Rice University - Comp 212 - Intermediate Programming
Fall 2001
Lecture #20 - Restricted Access Containers (RACs) and the Strategy
Pattern
Restricted Access Containers
- Restrict the users from seeing inside or working on the inside of the container.
- Have a simple store(data) and retrieve() methods. Note the lack of specification
of how the data goes in or comes out of the container.
- However, a "policy" must exist that governs how data is stored/retrieved.
Examples:
- First in/last out (FIFO)
- Last in/first out (LIFO)
- Retrieve by ranking
- (my favorite) Random retrieval
- RACs are sometimes called "priority queues".
- The policy is variant behavior --> abstract it.
- The behavior of the RAC is independent of exactly what the policy does.
- The RAC delegates the actual storing and retrieving work to the policy.
- The RAC is only dependent on the existence of the policy, not
what it does.
- The policy is a "strategy" for storing and retrieving data
from the RAC. See
the Strategy design pattern.
- Strategy pattern vs. State
pattern -- so alike, yet so different!
- RAC double dispatches through the policy for the store and retrieve methods.

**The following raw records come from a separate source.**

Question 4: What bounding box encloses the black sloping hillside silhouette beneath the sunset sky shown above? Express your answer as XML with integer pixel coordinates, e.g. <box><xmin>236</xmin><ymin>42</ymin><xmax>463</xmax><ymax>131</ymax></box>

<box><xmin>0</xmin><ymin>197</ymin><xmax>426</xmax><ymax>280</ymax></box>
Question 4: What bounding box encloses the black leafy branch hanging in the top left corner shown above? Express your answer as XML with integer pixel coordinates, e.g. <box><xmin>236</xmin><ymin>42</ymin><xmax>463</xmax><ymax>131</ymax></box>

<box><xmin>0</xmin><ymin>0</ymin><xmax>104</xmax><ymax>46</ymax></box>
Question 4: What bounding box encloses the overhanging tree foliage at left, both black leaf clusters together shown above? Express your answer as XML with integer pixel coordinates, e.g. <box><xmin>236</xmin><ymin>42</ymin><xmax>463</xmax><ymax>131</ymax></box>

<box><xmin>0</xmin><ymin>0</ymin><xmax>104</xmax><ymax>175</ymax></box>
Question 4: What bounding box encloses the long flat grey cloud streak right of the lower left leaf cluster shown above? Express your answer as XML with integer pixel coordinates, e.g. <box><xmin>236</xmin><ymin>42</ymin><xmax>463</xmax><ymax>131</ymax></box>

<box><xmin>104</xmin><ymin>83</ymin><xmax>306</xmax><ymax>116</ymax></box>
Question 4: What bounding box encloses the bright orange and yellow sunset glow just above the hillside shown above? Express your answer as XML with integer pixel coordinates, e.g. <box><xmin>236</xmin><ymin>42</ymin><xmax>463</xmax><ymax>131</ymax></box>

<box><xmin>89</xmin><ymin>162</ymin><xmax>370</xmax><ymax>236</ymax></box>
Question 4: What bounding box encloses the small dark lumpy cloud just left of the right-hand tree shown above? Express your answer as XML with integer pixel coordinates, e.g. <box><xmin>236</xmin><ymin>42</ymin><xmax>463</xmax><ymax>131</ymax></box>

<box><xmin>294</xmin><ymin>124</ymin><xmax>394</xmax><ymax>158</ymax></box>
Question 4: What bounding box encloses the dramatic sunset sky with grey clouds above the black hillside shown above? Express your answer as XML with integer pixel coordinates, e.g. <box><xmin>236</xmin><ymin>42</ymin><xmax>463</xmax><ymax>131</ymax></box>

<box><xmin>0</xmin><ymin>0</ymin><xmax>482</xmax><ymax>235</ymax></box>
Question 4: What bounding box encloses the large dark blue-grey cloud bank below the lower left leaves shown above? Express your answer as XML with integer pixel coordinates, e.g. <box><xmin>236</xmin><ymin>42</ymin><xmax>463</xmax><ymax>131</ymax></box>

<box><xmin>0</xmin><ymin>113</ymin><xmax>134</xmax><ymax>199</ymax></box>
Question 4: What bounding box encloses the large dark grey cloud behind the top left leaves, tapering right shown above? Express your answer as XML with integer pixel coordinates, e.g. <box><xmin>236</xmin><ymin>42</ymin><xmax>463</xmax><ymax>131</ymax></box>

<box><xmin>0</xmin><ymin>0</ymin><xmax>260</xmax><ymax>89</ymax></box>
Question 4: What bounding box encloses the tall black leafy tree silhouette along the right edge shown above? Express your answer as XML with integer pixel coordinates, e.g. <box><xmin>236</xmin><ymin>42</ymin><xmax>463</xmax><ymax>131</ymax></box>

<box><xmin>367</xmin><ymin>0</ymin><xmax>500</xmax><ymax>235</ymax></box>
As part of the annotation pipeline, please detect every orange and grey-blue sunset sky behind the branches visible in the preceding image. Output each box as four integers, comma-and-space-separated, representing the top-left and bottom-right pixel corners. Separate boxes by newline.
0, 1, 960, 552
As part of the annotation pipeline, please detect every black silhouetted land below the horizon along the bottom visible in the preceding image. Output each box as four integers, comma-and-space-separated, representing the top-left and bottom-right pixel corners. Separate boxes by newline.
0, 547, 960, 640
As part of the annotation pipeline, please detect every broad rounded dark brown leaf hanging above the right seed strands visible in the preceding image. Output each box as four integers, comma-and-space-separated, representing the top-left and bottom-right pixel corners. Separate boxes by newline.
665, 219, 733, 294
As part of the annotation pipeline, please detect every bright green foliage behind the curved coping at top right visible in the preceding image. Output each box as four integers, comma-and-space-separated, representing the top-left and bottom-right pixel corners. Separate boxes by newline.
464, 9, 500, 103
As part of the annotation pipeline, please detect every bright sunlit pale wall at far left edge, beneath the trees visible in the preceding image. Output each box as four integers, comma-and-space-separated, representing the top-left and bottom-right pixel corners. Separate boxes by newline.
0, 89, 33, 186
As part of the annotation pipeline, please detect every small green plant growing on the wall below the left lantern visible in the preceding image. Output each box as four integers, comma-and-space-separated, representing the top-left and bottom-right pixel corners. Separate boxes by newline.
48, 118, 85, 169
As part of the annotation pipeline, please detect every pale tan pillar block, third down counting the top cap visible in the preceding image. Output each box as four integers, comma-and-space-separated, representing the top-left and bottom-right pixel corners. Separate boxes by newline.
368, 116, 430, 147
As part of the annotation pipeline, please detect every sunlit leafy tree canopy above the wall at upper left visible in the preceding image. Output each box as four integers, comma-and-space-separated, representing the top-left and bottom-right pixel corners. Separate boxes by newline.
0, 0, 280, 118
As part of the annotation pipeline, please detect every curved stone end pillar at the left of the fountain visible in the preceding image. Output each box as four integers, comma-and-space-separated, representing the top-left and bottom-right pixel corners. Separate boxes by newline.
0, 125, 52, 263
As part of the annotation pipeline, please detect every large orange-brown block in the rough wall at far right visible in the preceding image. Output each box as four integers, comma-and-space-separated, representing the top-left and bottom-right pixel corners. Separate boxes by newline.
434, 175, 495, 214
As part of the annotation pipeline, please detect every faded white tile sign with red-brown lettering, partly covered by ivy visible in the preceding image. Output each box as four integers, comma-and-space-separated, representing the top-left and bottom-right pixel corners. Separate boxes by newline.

Those operations depend on the policy.
- Internal data container: (Note, the outside behavior does not depend on
this -- implementation only! --- Click
here for docs / Click here to download the code
)
- Doubly linked Lisp-list-like circular list: All abstract nodes a have
both next and previous links and have all the link management (get/insert/etc)
methods plus abstract methods, notably the visitor pattern execute().
- Data nodes have data (amazing!).
- Instead of a regular null node, use a "stop node" that holds both the
head and the tail of the list --> O(1) access for both head and tail with
no accounting problems that come with trying to track a tail that moves
with each insert/remove.
- Outside RAC context holds onto the stop node, not the abstract node.
- Store and retrieve are implemented using visitors.
- Need an init() method of the policy to condition the internal data structure
for use when the policy is installed.
- Stacks and Queues are types of RAC with quasi-standard interfaces. Use adapters
to translate to/from the standard interfaces to our implementation of a RAC.